Literatura

8 jun 2000, 16:24

Entrevista a Jorge Valdano

«Se as personagens-chave na vida de um miúdo souberem iluminar o que o futebol tem de formativo e obscurecer o que ele tem de perverso, se não lhe permitirem perder o olhar crítico, então é perfeitamente possível converter o futebol numa escola de todas as coisas, como se fez com o tango.» 

- Falemos de outra paixão sua, a literatura. Apesar dos seus esforços, e de outros autores, não lhe parece que esta continua a manter uma relação demasiado superficial com o futebol? 

- Não, a cada dia há maior ligação entre o mundo da cultura e o do futebol. O que se passou em Espanha, com o fenómeno de divulgação que foi a saída da biografia de Dí Stéfano, é um dado importante. E durante o mês de Maio, Javier Marías, um escritor soberbo, lançou também um livro muito interessante sobre o assunto. Acho que estamos cada vez mais próximos do grande livro sobre futebol que, reconheço, ainda não foi escrito. 

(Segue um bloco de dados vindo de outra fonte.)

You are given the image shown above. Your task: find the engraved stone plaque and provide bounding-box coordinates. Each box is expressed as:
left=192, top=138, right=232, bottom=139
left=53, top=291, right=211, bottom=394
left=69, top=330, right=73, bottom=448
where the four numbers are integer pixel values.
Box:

- Apetece-lhe escrever esse livro? 

(sorriso) - Não, uma coisa é escrever contos e crónicas, outra bem diferente é escrever romances. Não creio ser a personagem capaz de fazê-lo. Considero-me um homem do futebol, bem mais do que um escritor. Chamaram-me catedrático, filósofo, intelectual... Mas um intelectual é alguém que dedica a sua vida ao pensamento e eu dediquei-a ao futebol. 

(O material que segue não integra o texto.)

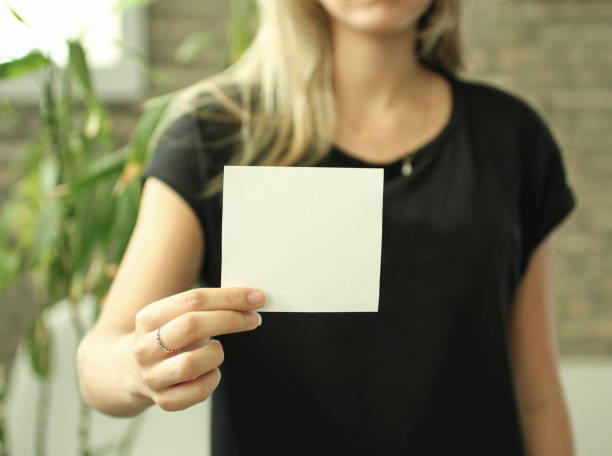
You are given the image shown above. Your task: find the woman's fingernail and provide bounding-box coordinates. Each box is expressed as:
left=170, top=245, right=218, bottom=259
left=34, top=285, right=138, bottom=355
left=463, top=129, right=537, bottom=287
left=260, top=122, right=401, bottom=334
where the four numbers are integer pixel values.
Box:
left=246, top=312, right=261, bottom=326
left=247, top=291, right=266, bottom=307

- Ainda é possível que hoje um miúdo de seis anos se apaixone pelo universo do futebol com a mesma intensidade que se verificava na sua infância ou na minha? 

- Depende de quem são os intermediários desse sentimento. Depende dos pais, dos primeiros ídolos, dos primeiros treinadores e mestres, da informação que lhe é dada. Se as personagens-chave na vida de um miúdo souberem iluminar o que o futebol tem de formativo e obscurecer o que ele tem de perverso, se não lhe permitirem perder o olhar crítico, então é perfeitamente possível converter o futebol numa escola de todas as coisas, como se fez com o tango.